Patrick Dewaere (Going Places, Beau Père) stars as Francois Perrin (a character that bears Veber’s signature). He is a (euro) football player from a lower division French team making an unexpected cup ascension in the round of 16. Everything in the village, even the economy, is set around the football craze. When the local star of the team gets into trouble , hotheaded Perrin is the designated scapegoat and he ends up in jail. An injury to a key player calls for Perrin’s pardon and he becomes an instant hero, bringing victory home. His sudden rise is an opportunity for vengeance.
Cinematographer Claude Agostini natural low key lighting offers valuable space for the acting performances. And Dewaere was simply a natural, one of the greatest. He is royal as Perrin giving life to the sharp dialogues with sympathetic irony. The rest of the great cast (Michel Aumont, Jean Bouise, etc) also offers plenty while delivering great lines.

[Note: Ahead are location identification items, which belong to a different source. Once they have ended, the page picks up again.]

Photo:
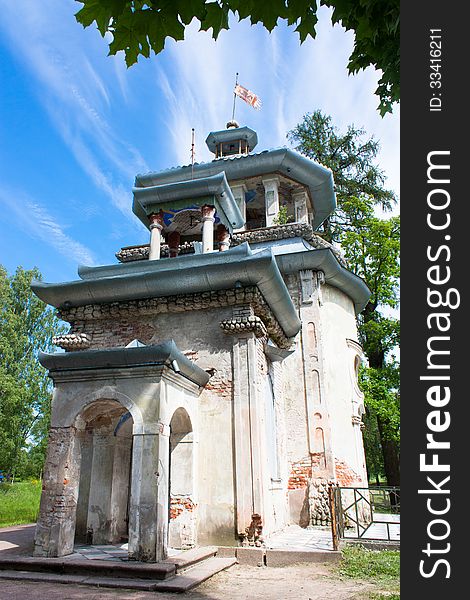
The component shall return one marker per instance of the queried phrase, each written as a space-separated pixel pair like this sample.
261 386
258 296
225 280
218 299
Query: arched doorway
105 439
182 506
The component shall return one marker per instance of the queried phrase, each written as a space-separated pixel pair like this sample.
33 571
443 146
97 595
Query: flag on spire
249 97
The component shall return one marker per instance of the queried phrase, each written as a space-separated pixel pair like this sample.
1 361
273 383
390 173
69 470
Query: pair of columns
208 219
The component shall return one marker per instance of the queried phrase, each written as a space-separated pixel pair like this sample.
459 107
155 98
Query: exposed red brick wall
300 472
179 505
345 476
107 333
223 388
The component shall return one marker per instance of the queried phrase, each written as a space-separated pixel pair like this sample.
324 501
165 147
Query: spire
233 141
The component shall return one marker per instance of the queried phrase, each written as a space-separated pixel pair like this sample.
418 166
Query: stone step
188 558
195 575
87 567
190 578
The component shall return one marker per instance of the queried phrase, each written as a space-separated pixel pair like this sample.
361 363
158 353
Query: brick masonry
118 323
345 476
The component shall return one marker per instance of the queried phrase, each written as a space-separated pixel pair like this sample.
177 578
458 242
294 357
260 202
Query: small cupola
233 141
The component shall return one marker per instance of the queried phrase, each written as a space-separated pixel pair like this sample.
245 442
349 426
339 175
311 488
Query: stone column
148 510
318 424
238 192
249 472
120 489
156 226
86 445
300 207
223 238
271 194
173 243
208 219
55 529
101 485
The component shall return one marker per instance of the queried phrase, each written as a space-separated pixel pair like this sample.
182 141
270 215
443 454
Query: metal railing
371 513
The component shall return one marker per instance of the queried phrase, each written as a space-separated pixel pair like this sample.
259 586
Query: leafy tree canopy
352 158
26 326
139 27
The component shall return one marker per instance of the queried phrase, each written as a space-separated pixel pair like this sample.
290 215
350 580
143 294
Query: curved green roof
318 179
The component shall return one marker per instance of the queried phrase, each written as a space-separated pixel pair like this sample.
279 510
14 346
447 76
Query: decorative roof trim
289 163
192 273
119 358
149 199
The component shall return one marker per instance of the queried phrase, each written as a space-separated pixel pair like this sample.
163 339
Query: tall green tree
26 326
139 27
371 247
352 157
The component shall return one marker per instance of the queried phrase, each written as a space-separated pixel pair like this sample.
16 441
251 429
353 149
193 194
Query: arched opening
105 437
182 507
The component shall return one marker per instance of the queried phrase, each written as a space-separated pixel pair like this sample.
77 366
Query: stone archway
105 440
182 507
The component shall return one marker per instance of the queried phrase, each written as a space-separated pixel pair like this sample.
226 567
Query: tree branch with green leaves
140 27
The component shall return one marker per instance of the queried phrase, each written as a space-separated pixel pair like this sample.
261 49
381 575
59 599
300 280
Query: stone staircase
179 573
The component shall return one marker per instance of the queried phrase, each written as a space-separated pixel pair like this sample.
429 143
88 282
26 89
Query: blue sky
76 126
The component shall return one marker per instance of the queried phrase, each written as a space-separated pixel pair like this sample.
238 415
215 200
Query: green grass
381 567
19 502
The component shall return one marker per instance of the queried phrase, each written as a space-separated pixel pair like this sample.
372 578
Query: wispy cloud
196 77
39 224
72 89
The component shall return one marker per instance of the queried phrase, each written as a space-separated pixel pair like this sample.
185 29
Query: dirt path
241 582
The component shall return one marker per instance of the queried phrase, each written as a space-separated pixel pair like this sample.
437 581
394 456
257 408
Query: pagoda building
208 389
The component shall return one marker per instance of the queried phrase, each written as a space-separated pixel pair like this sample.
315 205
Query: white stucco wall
338 324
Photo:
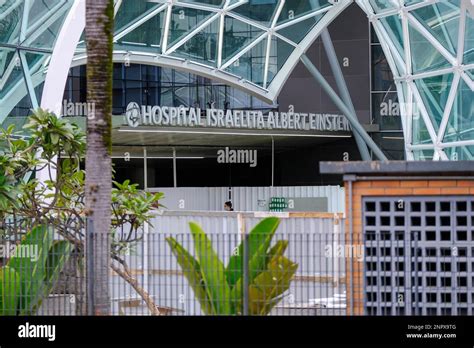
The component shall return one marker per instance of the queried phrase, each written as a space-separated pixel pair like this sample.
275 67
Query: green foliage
32 272
57 148
219 288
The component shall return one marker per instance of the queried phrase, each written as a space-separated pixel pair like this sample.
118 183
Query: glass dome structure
254 45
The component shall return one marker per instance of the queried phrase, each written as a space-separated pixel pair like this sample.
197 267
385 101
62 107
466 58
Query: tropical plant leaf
10 290
212 270
270 284
259 240
192 271
58 256
30 263
277 250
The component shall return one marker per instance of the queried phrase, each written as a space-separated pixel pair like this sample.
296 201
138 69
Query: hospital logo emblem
133 115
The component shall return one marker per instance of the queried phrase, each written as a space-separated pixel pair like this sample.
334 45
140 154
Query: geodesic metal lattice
28 32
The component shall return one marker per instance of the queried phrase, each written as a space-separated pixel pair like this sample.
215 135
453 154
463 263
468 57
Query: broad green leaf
259 240
30 262
277 250
270 284
192 271
212 270
58 256
10 290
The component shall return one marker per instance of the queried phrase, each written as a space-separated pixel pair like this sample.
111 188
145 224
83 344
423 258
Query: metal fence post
245 275
245 263
90 266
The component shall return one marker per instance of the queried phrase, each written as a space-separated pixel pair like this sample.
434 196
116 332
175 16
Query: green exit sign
278 204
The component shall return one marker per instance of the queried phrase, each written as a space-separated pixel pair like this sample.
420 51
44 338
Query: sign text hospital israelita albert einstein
244 119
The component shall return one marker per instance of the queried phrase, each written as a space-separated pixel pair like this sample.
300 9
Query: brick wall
405 187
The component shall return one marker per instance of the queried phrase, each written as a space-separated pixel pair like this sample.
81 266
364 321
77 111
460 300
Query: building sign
165 116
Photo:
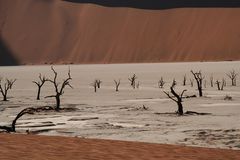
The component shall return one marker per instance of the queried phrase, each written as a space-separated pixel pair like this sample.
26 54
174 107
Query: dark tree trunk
5 97
180 108
200 92
13 125
95 88
57 103
38 95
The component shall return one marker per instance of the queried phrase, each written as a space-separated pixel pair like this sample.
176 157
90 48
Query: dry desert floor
112 115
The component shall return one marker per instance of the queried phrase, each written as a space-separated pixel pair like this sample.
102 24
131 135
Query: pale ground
114 115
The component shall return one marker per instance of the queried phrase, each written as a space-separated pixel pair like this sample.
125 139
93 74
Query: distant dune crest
94 31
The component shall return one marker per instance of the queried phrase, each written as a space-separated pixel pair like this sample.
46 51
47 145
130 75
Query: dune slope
85 31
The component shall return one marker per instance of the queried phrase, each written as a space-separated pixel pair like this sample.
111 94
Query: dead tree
59 90
218 84
117 84
205 83
233 76
40 83
161 83
133 81
174 83
138 85
211 80
5 87
199 79
224 82
184 80
30 110
98 83
176 98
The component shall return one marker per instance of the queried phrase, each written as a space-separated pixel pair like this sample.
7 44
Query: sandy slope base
43 147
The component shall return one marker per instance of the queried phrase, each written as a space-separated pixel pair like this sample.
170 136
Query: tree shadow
163 4
6 55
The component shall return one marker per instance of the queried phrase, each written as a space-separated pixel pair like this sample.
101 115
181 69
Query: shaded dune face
94 31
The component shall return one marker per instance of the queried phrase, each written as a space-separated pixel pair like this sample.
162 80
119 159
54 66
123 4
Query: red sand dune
55 31
26 147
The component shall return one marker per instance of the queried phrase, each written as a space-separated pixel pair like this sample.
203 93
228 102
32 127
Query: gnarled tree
6 86
30 110
211 80
199 79
174 83
161 83
233 76
98 83
191 82
59 90
176 98
40 83
184 80
117 84
133 81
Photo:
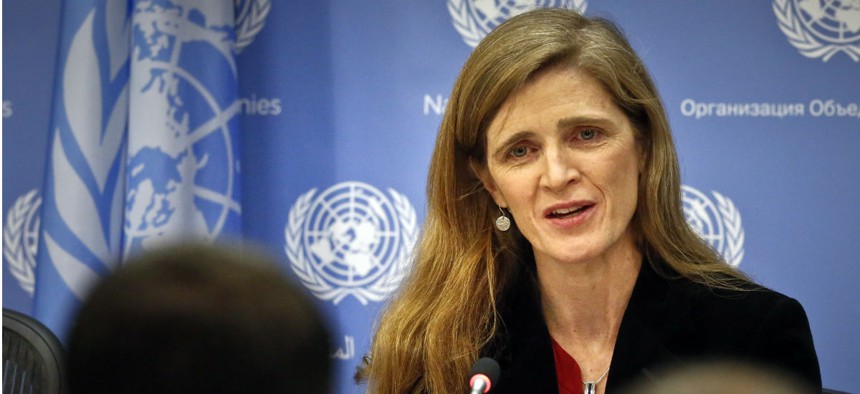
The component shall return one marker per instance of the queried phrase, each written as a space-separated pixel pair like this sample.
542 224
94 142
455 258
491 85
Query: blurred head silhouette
198 319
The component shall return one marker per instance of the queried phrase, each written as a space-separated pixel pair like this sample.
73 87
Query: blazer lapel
653 324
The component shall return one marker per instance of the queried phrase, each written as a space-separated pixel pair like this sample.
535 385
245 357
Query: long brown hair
446 310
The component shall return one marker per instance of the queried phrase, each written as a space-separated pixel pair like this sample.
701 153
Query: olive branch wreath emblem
379 289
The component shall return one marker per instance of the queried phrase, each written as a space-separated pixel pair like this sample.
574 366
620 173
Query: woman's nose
560 170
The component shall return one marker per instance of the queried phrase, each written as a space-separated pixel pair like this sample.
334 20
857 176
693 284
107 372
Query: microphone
484 373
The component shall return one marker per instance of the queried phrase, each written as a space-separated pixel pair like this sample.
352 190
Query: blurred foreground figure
723 377
198 319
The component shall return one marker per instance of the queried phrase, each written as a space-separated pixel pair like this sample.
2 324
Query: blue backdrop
340 102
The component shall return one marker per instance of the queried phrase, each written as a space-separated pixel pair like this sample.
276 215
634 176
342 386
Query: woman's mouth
564 213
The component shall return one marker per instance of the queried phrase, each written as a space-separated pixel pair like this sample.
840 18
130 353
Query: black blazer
666 322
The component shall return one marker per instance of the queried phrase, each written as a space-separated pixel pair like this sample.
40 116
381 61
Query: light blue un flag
144 145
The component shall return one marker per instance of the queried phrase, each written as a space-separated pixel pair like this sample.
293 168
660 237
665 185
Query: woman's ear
482 173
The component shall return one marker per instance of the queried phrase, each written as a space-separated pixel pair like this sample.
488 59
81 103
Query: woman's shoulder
754 323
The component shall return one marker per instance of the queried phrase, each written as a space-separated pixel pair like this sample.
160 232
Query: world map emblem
350 240
21 239
716 221
474 19
183 173
821 28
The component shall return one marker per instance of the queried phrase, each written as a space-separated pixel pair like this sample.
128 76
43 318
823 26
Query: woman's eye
519 151
587 134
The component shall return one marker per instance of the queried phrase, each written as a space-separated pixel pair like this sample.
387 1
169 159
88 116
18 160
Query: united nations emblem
21 239
718 224
474 19
821 28
182 177
351 239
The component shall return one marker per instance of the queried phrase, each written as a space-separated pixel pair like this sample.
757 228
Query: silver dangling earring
502 222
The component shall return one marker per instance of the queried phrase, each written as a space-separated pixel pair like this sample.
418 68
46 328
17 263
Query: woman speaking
555 240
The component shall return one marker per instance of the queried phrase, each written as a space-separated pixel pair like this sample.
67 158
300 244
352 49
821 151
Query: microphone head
486 369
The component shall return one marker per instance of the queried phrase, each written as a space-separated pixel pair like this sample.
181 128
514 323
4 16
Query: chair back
33 358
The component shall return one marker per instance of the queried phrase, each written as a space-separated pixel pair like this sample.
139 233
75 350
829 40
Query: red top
567 371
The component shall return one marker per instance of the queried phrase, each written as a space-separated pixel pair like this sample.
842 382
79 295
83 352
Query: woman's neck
583 304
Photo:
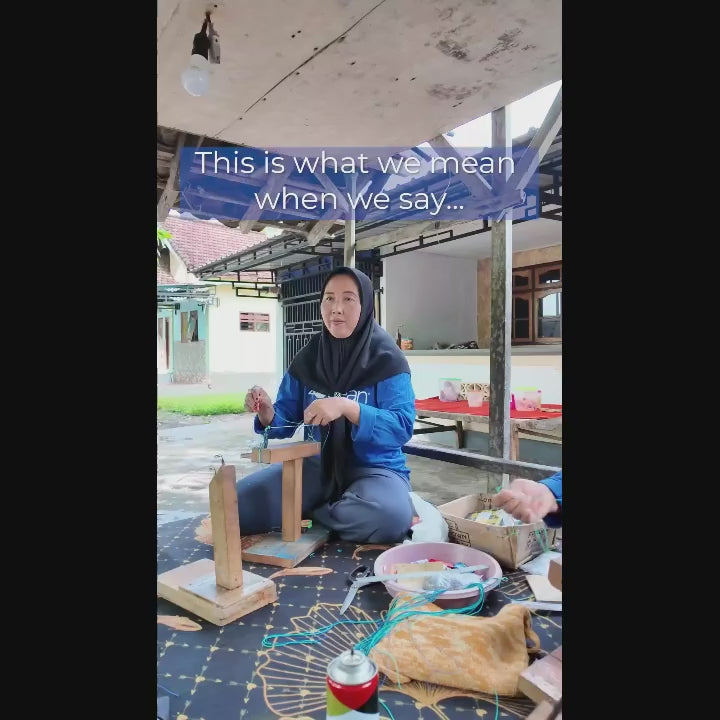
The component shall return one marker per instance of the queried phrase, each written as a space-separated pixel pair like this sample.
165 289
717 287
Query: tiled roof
164 277
199 243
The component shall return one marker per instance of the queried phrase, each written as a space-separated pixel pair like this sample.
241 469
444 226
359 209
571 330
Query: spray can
352 687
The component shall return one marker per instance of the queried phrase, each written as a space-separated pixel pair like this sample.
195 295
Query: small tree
163 237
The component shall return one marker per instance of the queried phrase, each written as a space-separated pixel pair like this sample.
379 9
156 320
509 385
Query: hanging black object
201 41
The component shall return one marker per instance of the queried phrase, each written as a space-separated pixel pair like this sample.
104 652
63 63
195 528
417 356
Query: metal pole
350 227
500 308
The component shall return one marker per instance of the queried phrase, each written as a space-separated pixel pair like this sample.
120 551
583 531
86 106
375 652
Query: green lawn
231 403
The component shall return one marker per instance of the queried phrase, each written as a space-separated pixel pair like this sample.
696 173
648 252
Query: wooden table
549 429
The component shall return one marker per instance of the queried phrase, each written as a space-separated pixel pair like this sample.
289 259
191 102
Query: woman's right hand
259 402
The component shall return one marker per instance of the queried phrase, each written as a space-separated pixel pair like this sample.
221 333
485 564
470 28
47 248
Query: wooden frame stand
291 546
219 590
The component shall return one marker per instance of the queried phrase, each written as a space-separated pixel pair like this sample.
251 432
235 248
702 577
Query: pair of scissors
361 571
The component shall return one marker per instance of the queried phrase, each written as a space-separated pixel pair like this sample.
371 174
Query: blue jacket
554 484
387 417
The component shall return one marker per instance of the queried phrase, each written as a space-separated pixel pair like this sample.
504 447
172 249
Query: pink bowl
447 552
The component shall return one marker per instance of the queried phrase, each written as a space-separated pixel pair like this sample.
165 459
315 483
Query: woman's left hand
324 411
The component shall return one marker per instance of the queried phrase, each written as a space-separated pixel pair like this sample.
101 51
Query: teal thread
387 709
394 616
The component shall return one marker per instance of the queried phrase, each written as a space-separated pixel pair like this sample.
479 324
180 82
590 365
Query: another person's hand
258 401
526 500
324 411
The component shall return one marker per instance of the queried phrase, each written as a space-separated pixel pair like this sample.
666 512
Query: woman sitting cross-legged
351 383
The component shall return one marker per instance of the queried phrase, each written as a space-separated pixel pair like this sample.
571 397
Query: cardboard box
511 546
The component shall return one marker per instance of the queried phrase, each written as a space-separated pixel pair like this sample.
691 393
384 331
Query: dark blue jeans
375 508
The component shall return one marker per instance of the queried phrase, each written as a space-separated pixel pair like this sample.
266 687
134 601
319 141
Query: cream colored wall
236 351
522 258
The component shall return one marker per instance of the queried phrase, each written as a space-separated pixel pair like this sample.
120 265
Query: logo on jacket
355 395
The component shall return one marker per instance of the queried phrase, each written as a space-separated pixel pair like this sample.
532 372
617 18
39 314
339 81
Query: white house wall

With right on target light heart whistled tunes, Pierre Bachelet’s music makes sure the treatment never gets to be too heavy and helps make it work by not being too serious for its own good.
Made prior to Annaud’s more ambitious Quest for fire, Name of the Rose & Enemy at the Gates, Coup de Tête is a clever comedy-drama. It depicts a village life where the game is the law, paving the way to the lowest kind of corruption and supreme macho culture.